Im aktuellen Fall können wir davon ausgehen, dass die Angreifer kein spezielles Ziel im Auge hatten, sondern eher nach dem "Gießkannenprinzip" agieren. Dafür spricht, dass sowohl Unternehmensnetzwerke als auch private Nutzer von der Erpressersoftware betroffen sind. Atomkraftwerke und viele andere Netzwerke der sogenannten "Kritischen Infrastruktur" (KRITIS) verfügen jedoch nicht nur über spezielle Schutzmaßnahmen, die Netzwerkwürmer und Ransomware bestmöglich eindämmen oder gar ganz verhindern, sie sind in der Regel auch mit den neuesten Betriebssystemupdates versorgt.

Wie ist es generell um die Cybersicherheit in Deutschland bestellt? Wo müssen Unternehmen, wo muss die Regierung nachbessern?
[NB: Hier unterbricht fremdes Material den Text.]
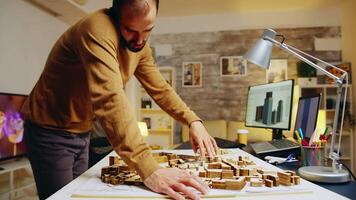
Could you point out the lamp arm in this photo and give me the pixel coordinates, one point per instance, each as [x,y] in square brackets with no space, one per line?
[292,51]
[317,59]
[339,81]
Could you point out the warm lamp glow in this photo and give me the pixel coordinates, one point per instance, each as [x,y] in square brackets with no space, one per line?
[321,123]
[143,128]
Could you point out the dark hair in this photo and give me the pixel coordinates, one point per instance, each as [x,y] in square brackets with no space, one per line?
[118,4]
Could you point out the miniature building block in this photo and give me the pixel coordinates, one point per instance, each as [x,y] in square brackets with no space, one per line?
[225,166]
[244,172]
[286,182]
[227,174]
[256,183]
[115,181]
[124,168]
[213,173]
[238,184]
[202,174]
[275,180]
[296,180]
[268,183]
[171,156]
[161,159]
[105,170]
[214,165]
[173,162]
[264,176]
[114,160]
[292,173]
[249,178]
[218,184]
[284,175]
[114,170]
[240,163]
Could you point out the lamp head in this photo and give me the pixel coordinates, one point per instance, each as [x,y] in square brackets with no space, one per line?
[260,52]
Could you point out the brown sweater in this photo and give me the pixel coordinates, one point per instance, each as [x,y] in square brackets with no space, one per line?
[84,79]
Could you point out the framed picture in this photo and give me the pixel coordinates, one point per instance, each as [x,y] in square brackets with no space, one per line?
[147,120]
[192,74]
[233,66]
[277,70]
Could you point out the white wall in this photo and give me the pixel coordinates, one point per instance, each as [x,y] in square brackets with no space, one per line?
[26,37]
[249,20]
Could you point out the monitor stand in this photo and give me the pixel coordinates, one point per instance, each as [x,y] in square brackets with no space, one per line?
[277,134]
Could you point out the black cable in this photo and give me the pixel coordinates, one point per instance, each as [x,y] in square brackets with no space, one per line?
[353,176]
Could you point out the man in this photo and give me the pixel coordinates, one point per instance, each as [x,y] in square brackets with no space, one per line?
[83,80]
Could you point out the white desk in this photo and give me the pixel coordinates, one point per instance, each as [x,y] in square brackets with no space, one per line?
[315,191]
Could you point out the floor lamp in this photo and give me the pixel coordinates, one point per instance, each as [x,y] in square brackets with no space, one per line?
[260,54]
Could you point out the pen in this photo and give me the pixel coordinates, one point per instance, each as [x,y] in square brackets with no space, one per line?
[298,137]
[301,133]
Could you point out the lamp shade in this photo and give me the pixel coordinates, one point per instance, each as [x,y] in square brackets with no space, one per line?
[143,128]
[260,52]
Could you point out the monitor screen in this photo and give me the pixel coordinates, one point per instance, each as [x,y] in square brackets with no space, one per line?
[11,126]
[307,114]
[270,105]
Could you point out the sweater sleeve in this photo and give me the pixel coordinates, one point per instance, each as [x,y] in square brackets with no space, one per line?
[162,93]
[111,107]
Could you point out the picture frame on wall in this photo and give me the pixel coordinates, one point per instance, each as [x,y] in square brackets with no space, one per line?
[277,70]
[233,66]
[147,120]
[192,74]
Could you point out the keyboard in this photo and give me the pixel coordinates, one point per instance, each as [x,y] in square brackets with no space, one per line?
[274,146]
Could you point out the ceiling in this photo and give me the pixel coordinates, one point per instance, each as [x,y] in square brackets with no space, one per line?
[175,8]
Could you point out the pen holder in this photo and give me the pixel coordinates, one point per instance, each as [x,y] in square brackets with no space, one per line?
[311,156]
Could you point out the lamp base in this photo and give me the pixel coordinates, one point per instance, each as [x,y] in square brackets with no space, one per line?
[324,174]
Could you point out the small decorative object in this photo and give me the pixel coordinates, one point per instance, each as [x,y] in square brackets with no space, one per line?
[147,120]
[307,74]
[233,66]
[307,81]
[168,75]
[192,74]
[321,79]
[277,70]
[344,66]
[146,102]
[330,102]
[305,70]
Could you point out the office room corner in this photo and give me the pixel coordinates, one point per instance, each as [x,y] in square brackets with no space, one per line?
[199,99]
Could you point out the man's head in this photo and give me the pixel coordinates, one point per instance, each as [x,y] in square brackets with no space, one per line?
[136,20]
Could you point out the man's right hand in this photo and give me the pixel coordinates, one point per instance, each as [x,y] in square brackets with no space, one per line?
[173,181]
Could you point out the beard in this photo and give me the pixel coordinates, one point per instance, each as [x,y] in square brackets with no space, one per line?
[132,45]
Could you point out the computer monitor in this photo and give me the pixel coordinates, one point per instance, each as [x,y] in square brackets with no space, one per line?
[270,106]
[307,115]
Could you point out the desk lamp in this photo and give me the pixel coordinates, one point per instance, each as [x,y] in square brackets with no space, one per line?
[260,54]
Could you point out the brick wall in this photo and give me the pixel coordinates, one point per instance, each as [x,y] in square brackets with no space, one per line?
[225,97]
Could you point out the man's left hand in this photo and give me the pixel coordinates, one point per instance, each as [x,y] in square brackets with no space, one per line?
[200,138]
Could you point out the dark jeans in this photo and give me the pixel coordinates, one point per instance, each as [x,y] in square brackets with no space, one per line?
[56,156]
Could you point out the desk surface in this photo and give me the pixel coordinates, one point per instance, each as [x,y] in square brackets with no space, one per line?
[315,191]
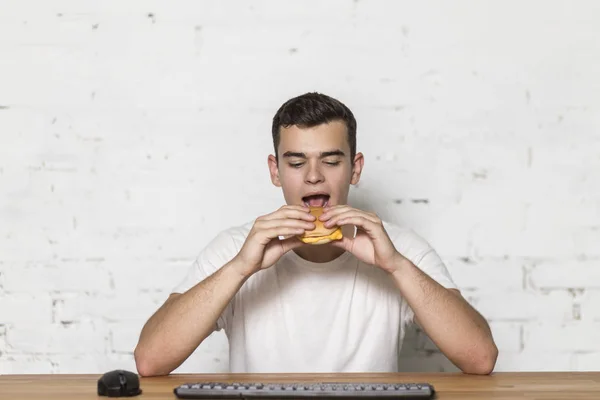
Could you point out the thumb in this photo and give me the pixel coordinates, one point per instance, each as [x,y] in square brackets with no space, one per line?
[291,243]
[345,243]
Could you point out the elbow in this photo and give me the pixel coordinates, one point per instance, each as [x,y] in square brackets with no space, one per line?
[145,365]
[484,362]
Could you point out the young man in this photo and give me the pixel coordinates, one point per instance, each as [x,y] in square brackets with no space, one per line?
[287,306]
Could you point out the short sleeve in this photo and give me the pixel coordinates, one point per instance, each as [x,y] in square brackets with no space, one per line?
[422,255]
[218,252]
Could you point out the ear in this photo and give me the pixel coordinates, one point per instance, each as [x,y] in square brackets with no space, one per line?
[357,166]
[274,170]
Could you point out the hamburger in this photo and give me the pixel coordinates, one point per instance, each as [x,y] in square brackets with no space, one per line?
[321,234]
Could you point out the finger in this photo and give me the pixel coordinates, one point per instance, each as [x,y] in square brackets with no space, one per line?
[359,221]
[290,244]
[345,244]
[296,213]
[285,231]
[334,210]
[288,222]
[352,213]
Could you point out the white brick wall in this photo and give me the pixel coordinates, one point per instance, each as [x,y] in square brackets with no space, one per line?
[118,122]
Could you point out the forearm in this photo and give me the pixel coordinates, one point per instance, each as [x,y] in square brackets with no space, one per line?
[459,331]
[184,321]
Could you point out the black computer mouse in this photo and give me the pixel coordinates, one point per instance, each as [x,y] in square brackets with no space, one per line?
[119,383]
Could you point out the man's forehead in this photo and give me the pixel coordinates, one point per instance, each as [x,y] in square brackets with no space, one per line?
[315,139]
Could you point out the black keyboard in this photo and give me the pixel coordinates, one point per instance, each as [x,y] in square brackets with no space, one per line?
[340,390]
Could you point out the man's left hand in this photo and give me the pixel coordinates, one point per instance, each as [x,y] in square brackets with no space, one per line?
[371,244]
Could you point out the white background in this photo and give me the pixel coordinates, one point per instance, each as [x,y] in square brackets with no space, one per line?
[132,132]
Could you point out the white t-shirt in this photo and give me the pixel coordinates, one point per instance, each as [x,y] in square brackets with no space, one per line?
[300,316]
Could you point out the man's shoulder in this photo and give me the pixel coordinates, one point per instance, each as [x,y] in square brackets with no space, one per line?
[406,239]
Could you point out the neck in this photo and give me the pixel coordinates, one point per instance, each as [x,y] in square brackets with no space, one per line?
[319,253]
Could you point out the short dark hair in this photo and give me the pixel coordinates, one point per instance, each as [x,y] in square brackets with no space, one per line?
[312,109]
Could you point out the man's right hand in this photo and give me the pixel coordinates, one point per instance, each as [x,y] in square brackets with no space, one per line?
[263,247]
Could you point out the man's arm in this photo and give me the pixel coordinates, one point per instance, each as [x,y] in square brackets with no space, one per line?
[459,331]
[179,326]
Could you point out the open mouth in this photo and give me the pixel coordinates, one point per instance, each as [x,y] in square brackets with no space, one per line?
[316,200]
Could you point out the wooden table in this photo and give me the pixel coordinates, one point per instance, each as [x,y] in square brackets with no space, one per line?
[499,386]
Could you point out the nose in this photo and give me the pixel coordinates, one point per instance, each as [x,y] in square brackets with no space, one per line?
[313,174]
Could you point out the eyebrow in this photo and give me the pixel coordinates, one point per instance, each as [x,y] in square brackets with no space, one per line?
[323,154]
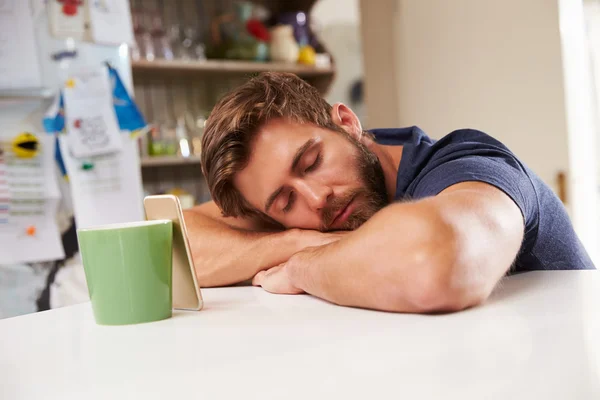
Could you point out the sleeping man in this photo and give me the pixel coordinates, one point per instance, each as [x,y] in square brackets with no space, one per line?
[305,200]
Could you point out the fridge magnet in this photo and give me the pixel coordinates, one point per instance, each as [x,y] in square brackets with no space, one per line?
[31,230]
[25,145]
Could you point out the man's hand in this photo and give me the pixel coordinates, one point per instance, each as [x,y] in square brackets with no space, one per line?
[278,279]
[310,238]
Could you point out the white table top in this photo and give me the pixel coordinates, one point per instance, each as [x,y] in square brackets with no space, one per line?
[536,338]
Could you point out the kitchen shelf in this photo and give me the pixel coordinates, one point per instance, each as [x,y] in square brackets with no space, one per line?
[161,161]
[227,66]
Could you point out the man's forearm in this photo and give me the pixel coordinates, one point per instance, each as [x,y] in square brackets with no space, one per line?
[381,267]
[224,255]
[444,253]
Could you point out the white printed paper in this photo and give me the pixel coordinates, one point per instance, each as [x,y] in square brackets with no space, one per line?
[29,199]
[110,22]
[66,20]
[90,120]
[19,64]
[106,189]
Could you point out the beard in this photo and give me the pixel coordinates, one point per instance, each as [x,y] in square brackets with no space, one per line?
[371,197]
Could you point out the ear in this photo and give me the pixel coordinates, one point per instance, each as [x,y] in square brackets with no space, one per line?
[345,118]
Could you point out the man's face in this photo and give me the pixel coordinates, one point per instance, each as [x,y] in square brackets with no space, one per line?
[308,177]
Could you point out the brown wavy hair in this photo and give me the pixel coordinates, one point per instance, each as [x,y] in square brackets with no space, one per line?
[236,118]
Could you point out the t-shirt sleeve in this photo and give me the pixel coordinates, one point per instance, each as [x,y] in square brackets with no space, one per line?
[502,171]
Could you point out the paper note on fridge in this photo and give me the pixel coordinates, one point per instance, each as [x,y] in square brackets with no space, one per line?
[90,119]
[19,63]
[106,189]
[110,22]
[29,197]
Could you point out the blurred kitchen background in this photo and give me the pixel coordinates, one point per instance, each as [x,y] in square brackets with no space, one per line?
[526,72]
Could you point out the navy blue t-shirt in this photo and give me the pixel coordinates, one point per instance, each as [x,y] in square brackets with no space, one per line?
[429,166]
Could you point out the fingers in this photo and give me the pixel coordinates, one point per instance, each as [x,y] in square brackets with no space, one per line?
[258,278]
[275,280]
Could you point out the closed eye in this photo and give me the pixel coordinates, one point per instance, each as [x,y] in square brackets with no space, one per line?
[290,204]
[314,165]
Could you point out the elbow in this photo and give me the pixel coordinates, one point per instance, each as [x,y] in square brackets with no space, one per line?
[441,280]
[439,293]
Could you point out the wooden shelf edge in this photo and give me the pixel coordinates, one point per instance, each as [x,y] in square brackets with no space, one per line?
[162,161]
[227,66]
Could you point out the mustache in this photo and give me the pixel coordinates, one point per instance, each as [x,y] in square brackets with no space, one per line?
[335,206]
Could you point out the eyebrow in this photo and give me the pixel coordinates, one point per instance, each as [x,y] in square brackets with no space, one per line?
[295,161]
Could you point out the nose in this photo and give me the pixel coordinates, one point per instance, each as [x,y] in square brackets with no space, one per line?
[316,193]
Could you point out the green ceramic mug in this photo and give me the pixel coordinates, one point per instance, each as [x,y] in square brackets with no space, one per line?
[128,271]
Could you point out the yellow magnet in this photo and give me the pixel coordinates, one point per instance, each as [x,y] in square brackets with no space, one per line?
[31,230]
[25,145]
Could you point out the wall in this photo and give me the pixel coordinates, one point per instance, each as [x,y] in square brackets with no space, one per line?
[515,69]
[337,23]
Laut unserer Statistiken sind die tatsächlichen Zahlen von WannaCry im Gesamtverhältnis zu den restlichen versuchten Malwareattacken mit unter 0,1 Prozent in Deutschland niedrig. Das spricht für eine an sich gute Ausgangslage hierzulande. Da es nicht die erste Ransomware-Attacke ist, sind Unternehmen inzwischen recht gut vorbereitet, auch wenn es keinen hundertprozentigen Schutz gibt. Auch Heimanwender benutzen zunehmend neue Betriebssysteme und erhalten dafür automatische Updates. Dazu kommt, dass viele um die Notwendigkeit einer guten Virenschutzlösung wissen und diese recht erfolgreich zusätzlichen Schutz bietet.

Unternehmen sind jetzt in der Pflicht, ihre Sicherheitsrichtlinien und -konzepte konsequenter zu überprüfen, anzupassen und durchzusetzen. Die Regierung muss die Budgets für Computer Emergency Response Teams (CERTs) im Bund und den Ländern, sowie den entsprechenden Abteilungen der Kriminalämter erhöhen, damit diese angemessen mit Ressourcen, Know-how und Personal ausgestattet werden können. Nur dann gelingt es auch, an die Hintermänner solcher Angriffe zu kommen und diese dingfest zu machen.

Bisher haben die Angreifer etwa 70.000 Euro erbeutet. Das erscheint in Anbetracht des Ausmaßes des Angriffs sehr wenig zu sein. Woran liegt das?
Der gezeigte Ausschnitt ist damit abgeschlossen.